Posted at 1:35 AM, Jul 26, 2016
and last updated 2016-07-27 14:27:44-04

Metro Rail service was suspended overnight as the Niagara Frontier Transit Authority's Transit Police investigated a death near the system's Utica Station.

A Metro Rail operator notified the NFTA control center that the train may have hit someone in the tunnel between the Utica and Summer/Best stations around 11:30 p.m. Monday.

Responding Transit Police officers found 18-year-old Kanu Kasonko dead on the train tracks.

"This individual was not struck on a platform, was not struck at a station. They were in a prohibited area of the tunnel," said NFTA Transit Police Chief George W. Gast.

Police say Kasonko was a refugee from the Democratic Republic of the Congo, along with his family.

Police have interviewed train operators as well as Kasonko's brother and mother.

"His brother was interviewed last night. We got a statement from his brother," said Gast. "We got a limited statement from his mother due to the language barrier. At four o'clock in the morning you have police knocking on your door to give you this type of news. It was not easy to interview either one of them." 

During the investigation Transit Police and the Erie County Medical Examiner have determined Kasonko was laying on his back in the middle of the inbound side on track one, south of the Utica station.   

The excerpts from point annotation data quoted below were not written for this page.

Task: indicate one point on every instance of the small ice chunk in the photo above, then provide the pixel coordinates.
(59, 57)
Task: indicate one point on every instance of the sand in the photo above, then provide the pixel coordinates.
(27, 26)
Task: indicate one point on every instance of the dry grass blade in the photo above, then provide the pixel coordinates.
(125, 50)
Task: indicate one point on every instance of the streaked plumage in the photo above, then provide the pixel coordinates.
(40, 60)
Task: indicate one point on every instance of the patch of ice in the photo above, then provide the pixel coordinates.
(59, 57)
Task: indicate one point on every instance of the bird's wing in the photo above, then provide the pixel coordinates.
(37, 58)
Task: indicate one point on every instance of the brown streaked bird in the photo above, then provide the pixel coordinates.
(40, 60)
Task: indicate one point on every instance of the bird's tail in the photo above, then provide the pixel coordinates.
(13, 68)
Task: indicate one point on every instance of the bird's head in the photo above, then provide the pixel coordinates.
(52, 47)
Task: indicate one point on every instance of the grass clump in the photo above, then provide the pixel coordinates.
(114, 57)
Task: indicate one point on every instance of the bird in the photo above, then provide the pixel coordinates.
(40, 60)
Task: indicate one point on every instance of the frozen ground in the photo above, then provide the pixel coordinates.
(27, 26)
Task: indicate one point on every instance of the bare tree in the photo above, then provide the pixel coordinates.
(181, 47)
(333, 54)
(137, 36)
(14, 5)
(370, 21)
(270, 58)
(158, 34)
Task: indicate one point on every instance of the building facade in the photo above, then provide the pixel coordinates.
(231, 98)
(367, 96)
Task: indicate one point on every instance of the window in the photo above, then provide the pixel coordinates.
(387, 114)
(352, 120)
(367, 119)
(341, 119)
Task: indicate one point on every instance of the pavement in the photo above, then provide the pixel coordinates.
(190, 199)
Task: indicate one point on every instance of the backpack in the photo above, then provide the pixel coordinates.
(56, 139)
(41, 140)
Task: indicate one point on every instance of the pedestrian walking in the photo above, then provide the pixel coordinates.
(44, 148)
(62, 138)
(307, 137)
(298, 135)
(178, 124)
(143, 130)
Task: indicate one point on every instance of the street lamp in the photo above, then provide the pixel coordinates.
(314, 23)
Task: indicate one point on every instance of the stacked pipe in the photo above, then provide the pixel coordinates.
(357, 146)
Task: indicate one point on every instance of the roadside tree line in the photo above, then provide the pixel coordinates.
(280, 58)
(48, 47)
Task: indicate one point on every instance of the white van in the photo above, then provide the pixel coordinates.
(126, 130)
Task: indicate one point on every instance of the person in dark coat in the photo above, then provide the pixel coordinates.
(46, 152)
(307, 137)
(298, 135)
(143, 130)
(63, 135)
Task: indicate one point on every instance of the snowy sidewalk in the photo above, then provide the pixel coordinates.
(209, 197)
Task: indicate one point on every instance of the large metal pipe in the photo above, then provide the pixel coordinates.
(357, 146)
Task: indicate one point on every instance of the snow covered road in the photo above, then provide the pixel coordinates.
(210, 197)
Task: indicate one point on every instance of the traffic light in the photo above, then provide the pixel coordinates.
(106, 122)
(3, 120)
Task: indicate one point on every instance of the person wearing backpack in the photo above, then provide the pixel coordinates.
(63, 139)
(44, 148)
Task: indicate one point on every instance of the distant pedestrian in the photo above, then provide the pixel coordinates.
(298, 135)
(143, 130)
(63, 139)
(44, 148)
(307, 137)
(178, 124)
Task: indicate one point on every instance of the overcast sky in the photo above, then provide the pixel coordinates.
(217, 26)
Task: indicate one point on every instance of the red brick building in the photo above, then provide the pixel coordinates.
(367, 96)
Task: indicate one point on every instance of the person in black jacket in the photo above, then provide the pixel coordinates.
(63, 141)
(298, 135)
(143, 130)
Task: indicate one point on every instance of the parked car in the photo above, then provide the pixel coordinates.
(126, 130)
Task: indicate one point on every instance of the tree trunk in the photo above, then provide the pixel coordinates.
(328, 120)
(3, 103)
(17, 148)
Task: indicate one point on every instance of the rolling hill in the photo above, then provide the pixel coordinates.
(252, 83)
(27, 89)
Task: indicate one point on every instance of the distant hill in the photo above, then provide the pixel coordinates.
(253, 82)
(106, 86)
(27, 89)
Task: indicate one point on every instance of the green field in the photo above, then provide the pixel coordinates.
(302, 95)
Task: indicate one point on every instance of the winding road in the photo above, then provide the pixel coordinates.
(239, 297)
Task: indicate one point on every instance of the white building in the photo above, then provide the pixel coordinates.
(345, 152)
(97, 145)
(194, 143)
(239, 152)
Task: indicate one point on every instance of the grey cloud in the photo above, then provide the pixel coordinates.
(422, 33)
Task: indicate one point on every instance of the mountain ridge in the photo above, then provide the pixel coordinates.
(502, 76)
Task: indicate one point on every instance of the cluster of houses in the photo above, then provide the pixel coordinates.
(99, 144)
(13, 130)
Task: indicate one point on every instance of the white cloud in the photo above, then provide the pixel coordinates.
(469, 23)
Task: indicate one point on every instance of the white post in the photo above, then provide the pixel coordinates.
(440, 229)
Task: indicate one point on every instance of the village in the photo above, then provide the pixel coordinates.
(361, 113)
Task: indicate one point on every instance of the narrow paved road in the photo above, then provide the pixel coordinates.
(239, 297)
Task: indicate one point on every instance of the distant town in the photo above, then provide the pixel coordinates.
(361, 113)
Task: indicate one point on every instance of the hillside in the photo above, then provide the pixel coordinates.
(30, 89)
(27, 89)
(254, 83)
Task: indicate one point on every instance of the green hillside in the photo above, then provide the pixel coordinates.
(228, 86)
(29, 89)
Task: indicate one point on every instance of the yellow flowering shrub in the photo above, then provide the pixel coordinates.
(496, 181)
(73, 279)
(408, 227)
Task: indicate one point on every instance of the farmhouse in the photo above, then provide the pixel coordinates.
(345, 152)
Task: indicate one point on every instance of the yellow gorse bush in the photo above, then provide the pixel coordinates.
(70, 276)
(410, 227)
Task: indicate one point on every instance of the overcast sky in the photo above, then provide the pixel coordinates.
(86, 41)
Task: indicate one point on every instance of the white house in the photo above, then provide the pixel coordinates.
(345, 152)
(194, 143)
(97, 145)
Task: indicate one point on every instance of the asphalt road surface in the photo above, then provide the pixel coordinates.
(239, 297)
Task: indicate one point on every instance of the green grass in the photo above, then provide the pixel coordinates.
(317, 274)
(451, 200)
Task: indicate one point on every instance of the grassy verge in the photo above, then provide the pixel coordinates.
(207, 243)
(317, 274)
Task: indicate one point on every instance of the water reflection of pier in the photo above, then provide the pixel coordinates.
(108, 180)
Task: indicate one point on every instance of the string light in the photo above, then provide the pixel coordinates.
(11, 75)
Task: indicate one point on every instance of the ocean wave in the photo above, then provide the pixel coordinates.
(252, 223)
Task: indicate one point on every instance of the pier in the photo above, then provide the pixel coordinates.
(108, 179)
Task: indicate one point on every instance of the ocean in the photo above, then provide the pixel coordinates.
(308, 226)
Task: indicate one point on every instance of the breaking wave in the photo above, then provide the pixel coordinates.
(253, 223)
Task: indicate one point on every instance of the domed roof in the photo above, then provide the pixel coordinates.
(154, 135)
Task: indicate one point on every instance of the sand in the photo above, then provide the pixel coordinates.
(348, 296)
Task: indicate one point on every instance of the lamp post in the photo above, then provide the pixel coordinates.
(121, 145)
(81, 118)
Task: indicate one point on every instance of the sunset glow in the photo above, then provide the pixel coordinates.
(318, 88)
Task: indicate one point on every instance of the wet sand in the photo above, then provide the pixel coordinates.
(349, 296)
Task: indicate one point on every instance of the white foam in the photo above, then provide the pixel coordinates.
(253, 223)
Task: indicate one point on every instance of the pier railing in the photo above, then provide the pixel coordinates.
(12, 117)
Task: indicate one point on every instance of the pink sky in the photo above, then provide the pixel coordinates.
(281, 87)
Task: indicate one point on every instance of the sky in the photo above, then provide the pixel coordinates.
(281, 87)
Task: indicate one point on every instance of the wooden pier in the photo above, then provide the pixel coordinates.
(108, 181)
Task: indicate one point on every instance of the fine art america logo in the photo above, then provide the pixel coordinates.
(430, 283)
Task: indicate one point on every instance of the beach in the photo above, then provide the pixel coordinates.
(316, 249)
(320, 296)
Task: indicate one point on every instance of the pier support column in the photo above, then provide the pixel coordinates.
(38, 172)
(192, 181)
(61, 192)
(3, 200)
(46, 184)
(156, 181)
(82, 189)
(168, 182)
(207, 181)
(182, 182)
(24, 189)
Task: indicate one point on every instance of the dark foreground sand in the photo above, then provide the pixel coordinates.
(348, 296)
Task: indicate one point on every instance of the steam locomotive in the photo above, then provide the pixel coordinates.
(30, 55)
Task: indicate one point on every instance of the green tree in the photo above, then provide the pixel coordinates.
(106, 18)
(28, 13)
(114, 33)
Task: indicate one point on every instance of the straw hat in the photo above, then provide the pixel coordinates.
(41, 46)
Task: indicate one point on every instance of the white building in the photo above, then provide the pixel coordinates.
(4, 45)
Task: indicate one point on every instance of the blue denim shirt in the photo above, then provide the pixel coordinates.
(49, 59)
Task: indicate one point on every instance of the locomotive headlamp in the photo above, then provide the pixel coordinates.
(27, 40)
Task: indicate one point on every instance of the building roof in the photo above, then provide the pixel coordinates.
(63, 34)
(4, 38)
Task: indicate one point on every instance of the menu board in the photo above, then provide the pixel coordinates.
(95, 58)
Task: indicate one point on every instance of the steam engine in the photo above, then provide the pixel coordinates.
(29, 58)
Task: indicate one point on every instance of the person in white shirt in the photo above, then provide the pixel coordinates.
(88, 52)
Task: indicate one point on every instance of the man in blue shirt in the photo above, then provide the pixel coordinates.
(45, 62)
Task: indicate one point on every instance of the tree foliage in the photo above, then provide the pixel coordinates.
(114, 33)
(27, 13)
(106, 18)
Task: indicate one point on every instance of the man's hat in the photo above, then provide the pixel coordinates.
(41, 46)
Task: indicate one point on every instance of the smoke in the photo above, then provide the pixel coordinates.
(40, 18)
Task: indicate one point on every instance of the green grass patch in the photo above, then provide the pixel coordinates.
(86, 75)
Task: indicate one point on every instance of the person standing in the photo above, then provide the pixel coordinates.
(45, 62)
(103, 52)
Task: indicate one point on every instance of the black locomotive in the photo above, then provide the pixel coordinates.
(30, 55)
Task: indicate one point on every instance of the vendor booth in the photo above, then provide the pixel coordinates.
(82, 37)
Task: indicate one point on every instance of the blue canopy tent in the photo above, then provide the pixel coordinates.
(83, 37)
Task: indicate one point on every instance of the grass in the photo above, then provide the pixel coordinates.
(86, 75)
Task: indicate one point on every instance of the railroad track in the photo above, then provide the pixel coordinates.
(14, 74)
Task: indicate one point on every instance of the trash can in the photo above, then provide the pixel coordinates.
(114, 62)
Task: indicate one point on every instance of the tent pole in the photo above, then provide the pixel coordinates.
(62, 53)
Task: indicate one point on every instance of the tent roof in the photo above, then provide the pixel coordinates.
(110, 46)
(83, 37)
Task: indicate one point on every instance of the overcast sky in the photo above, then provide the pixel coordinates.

"He entered the Utica station, gone down onto the track level and shortly after his arrival on the track level had gone down into the track bed and proceeded to walk and then run southbound on the inbound track," said Gast.

Not long after that Gast said a train running northbound came down the track because the NFTA is running on a single track. 

"There's no indication of foul play. The individual in question willfully entered a prohibited are of the track bed," said Gast. 

When asked if there was any way Kasonko could have avoided being hit by the train, Gast said he could have stood up on the pillar section in the middle of the tracks. On the other side of the train, Gast said there's only 14 inches between the train and outside wall. 

According to police this is only the second train death they've dealt with. The last death was in 1990. 

"An individual purposefully jumped in front of a train," said Gast. "That death was ruled a suicide at that time."

Police are still investigating to determine why Kasonko was inside the tunnel on the tracks.